CHAPTER VI

THE FUTURE

A chill rain was falling when Virginia got out of the train the next morning, and the raw-boned nags hitched to the ancient "hacks" in the street appeared even more dejected and forlorn than she had remembered them. Then one of the noisy negro drivers seized her bag, and a little later she was rolling up the long hill in the direction of her home. Dinwiddie was the same; nothing had altered there since she had left it—and yet what a difference! The same shops were unclosing their shutters; the same crippled negro beggar was taking his place at the corner of the market; the same maids were sweeping the sidewalks with the same brooms; the same clerk bowed to her from the drug store where she bought her medicines; and yet something—the only thing which had ever interested her in these people and this place—had passed out of them. Just as in New York yesterday, when she had watched the sunrise, so it seemed to her now that the spirit of reality had faded out of the world. What remained was merely a mirage in which phantoms in the guise of persons made a pretence of being alive.

The front door of her house stood open, and on the porch one of the coloured maids was beating the dust out of the straw mat. "As if dust makes any difference when one is dead," Virginia thought wearily; and an unutterable loathing passed over her for all the little acts by which one rendered tribute to the tyranny of appearances. Then, as she entered the house, she felt that the sight of the familiar objects she had once loved oppressed her as though the spirit of melancholy resided in the pieces of furniture, not in her soul. This weariness, so much worse than positive pain, filled her with disgust for all the associations and the sentiments she had known in the past. Not only the house and the furniture and the small details of housekeeping, but the street and the town and every friendly face of a neighbour, had become an intolerable reminder that she was still alive.

In her room, where a bright fire was burning, and letters from the girls lay on the table, she sat down in her wraps and gazed with unseeing eyes at the flames. "The children must not know. I must keep it from the children as long as possible," she thought dully, and it was so natural to her to plan sparing them, that for a minute the idea took her mind away from her own anguish. "If I could only die like this, then they need never know," she found herself reflecting coldly a little later, so coldly that she seemed to have no personal interest, no will to choose in the matter. "If I could only die like this, nobody need be hurt—except Harry," she added.

For the first time, with the thought of Harry, her restraint suddenly failed her. "Yes, it would hurt Harry. I must live because Harry would want me to," she said aloud; and as though her strength were reinforced by the words, she rose and prepared herself to go downstairs to breakfast—prepared herself, too, for the innumerable little agonies which would come with the day, for the sight of Susan, for the visits from the neighbours, for the eager questions about the fashions in New York which Miss Willy would ask. And all the time she was thinking clearly, "It can't last forever. It must end some time. Who knows but it may stop the next minute, and one can stand a minute of anything."

The day passed, the week, the month, and gradually the spring came and went, awakening life in the trees, in the grass, in the fields, but not in her heart. Even the dried sticks in the yard put out shoots of living green and presently bore blossoms, and in the borders by the front gate, the crocuses, which she had planted with her own hands a year ago, were ablaze with gold. All nature seemed joining in the resurrection of life, all nature, except herself, seemed to flower again to fulfilment. She alone was dead, and she alone among the dead must keep up this pretence of living which was so much harder than death.
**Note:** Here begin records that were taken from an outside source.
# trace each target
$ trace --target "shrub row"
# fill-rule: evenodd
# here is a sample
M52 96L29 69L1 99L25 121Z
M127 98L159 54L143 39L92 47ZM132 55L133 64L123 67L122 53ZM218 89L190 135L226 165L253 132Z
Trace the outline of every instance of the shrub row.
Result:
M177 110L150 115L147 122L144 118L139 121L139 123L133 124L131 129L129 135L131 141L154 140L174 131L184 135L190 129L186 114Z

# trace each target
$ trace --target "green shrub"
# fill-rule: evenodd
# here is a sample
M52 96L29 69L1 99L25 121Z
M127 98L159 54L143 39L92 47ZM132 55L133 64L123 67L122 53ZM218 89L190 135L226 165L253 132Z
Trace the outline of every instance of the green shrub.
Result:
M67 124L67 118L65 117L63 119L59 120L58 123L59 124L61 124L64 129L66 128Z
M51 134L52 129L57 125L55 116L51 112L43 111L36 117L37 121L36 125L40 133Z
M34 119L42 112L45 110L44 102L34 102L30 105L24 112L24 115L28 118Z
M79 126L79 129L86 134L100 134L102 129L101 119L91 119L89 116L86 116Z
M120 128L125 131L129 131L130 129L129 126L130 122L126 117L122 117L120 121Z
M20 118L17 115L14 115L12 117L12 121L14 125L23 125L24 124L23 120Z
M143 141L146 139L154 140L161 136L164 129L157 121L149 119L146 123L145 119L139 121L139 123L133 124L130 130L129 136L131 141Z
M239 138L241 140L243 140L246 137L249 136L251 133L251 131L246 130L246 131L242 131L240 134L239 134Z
Once every week she wrote to the children, restrained yet gently flowing letters in which there was no mention of Oliver. It had been so long, indeed, since either Harry or the girls had associated their parents together, that the omission called forth no question, hardly, she gathered, any surprise. Their lives were so full, their interests were so varied, that, except at the regular intervals when they sat down to write to her, it is doubtful if they ever seriously wondered about her. In July, Jenny came home for a month, and Lucy wrote regretfully that she was "so disappointed that she couldn't join mother somewhere in the mountains"; but beyond this, the girls' lives hardly appeared to touch hers even on the surface. In the month that Jenny spent in Dinwiddie, she organized a number of societies and clubs for the improvement of conditions among working girls, and in spite of the intense heat (the hottest spell of the summer came while she was there), she barely allowed herself a minute for rest or for conversation with her mother.

"If you would only go to the mountains, mother," she remarked the evening before she left. "I am sure it isn't good for you to stay in Dinwiddie during the summer."